Re: 5291 - A Task Force

From: Martin Sevior (msevior@seviorpc.ph.unimelb.edu.au)
Date: Fri Sep 26 2003 - 00:26:54 EDT

  • Next message: Martin Sevior: "commit: crc32 class."

    On Fri, 2003-09-26 at 12:14, Martin Sevior wrote:
    > On Fri, 2003-09-26 at 02:13, Dom Lachowicz wrote:
    > > > 1. Just #ifdef out the comparison in addIfUnique so
    > > > we just add the
    > > > strings. This provides no penalty for speed at all.
    > > > The downside is that
    > > > the attributes/properties grow linearly with
    > > > document size and every
    > > > time some presses a key.
    > >
    > > I agree with Tomas. This is a bad idea.
    > >
    > > > 2. Be selective about addIfUnique.

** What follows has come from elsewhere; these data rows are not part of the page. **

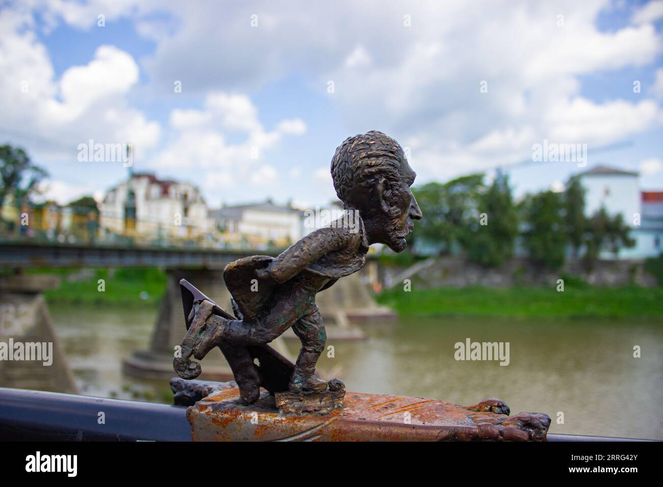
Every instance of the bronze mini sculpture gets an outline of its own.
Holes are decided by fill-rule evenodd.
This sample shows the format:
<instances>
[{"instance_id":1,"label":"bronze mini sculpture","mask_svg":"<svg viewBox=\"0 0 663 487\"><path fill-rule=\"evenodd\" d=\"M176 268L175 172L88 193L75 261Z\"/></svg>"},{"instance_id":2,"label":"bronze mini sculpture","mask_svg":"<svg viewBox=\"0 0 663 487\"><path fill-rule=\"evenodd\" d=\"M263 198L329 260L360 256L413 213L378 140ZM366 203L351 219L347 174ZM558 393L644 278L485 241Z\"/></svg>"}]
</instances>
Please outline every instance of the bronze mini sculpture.
<instances>
[{"instance_id":1,"label":"bronze mini sculpture","mask_svg":"<svg viewBox=\"0 0 663 487\"><path fill-rule=\"evenodd\" d=\"M289 391L299 400L295 409L306 409L304 395L342 399L341 381L328 384L315 374L326 339L316 294L361 269L371 244L403 250L422 213L410 189L416 174L398 143L381 132L346 139L336 149L331 171L346 215L275 258L253 256L227 266L223 278L235 316L180 283L188 328L181 356L173 362L180 377L197 377L200 366L192 355L202 360L219 347L245 404L259 399L261 387L272 394ZM294 366L267 345L290 327L302 341Z\"/></svg>"}]
</instances>

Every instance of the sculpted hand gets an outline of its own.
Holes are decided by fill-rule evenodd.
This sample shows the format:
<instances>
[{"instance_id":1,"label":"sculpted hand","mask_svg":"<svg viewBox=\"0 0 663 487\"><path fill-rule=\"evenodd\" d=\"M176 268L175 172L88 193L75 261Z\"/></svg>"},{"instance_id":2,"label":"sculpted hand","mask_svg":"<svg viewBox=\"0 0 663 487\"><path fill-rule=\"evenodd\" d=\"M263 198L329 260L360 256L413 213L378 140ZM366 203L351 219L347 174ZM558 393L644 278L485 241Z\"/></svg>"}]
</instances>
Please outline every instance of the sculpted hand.
<instances>
[{"instance_id":1,"label":"sculpted hand","mask_svg":"<svg viewBox=\"0 0 663 487\"><path fill-rule=\"evenodd\" d=\"M272 279L272 276L269 275L269 272L267 272L267 270L266 268L256 269L255 276L257 278L262 280L267 280L268 279L271 280Z\"/></svg>"}]
</instances>

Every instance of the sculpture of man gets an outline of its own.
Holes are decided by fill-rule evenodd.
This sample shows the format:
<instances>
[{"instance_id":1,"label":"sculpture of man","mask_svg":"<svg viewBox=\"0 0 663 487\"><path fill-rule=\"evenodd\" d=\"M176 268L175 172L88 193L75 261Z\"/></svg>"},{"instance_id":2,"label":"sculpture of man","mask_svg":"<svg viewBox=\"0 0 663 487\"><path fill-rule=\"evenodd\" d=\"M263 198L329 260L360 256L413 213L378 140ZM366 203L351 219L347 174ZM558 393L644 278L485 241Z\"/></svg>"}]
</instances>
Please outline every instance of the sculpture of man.
<instances>
[{"instance_id":1,"label":"sculpture of man","mask_svg":"<svg viewBox=\"0 0 663 487\"><path fill-rule=\"evenodd\" d=\"M326 339L316 294L361 269L371 244L385 244L395 252L403 250L413 220L422 217L410 188L416 174L398 143L381 132L346 139L334 154L332 176L346 211L344 217L312 232L273 260L266 258L269 264L255 270L259 288L269 290L264 298L261 295L261 302L267 306L260 315L231 319L215 314L213 303L204 301L191 317L193 321L203 324L195 332L190 329L182 341L184 355L175 359L175 370L180 376L186 376L191 354L200 359L219 346L229 358L233 346L263 345L292 327L302 341L302 349L288 388L294 393L327 389L327 382L315 374ZM225 272L233 266L229 264ZM238 363L245 360L237 360ZM229 362L232 367L229 358ZM235 372L240 368L244 371L243 382ZM233 368L233 372L243 388L244 401L255 402L259 396L257 373L251 366L240 366Z\"/></svg>"}]
</instances>

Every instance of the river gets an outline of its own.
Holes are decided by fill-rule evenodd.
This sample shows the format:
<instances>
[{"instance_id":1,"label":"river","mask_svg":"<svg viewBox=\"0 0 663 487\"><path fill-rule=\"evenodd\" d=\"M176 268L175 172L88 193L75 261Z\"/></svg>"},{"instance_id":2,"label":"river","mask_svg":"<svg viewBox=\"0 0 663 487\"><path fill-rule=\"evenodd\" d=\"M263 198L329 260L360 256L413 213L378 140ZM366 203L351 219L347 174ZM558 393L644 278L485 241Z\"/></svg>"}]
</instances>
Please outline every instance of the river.
<instances>
[{"instance_id":1,"label":"river","mask_svg":"<svg viewBox=\"0 0 663 487\"><path fill-rule=\"evenodd\" d=\"M171 400L167 381L121 372L122 358L148 347L156 309L56 304L50 309L82 394ZM660 323L444 317L362 326L367 340L328 340L333 356L325 354L319 362L348 390L463 406L497 397L512 413L548 414L551 433L663 439ZM509 364L455 360L455 344L468 338L508 342ZM287 343L296 355L297 343ZM640 358L633 356L636 345Z\"/></svg>"}]
</instances>

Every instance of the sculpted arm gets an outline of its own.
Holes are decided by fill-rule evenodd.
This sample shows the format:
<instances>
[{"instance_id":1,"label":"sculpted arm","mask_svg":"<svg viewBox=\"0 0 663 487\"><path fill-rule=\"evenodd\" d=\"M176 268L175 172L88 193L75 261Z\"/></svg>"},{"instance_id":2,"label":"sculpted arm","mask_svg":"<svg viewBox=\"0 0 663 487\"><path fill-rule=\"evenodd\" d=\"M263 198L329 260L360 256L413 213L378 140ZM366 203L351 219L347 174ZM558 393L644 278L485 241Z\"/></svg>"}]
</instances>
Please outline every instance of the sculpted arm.
<instances>
[{"instance_id":1,"label":"sculpted arm","mask_svg":"<svg viewBox=\"0 0 663 487\"><path fill-rule=\"evenodd\" d=\"M347 244L349 236L341 229L324 228L312 232L272 261L267 274L281 284L301 272L309 264Z\"/></svg>"}]
</instances>

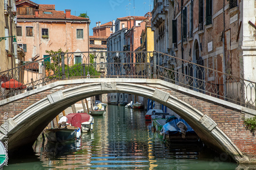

We don't do the
    > > > ifUnique upon
    > > > document loading but keep it during editing. This
    > > > way the document
    > > > doesn't grow any bigger than needed during editing
    > > > but we keep the fast
    > > > load.
    > >
    > > This sounds better than the above, but is probably a
    > > bad idea for similar reasons that Tomas gave to the
    > > above.
    >
    > I have played with this a bit. It has the downside of doing more lookups
    > during editting but the loading is much faster and is really easy to
    > implement. I'm about to commit a patch that implements this as the
    > default until we come up with something better. Feel free to flame we
    > with quantitative reasons (ie some memory usage statistics before and
    > after) why we should not go this route.
    >
    > (I'm not doing this because I think it's best, only because it's better
    > than what we have now.)

    Dom told me I should post statistics first. Then commit if OK.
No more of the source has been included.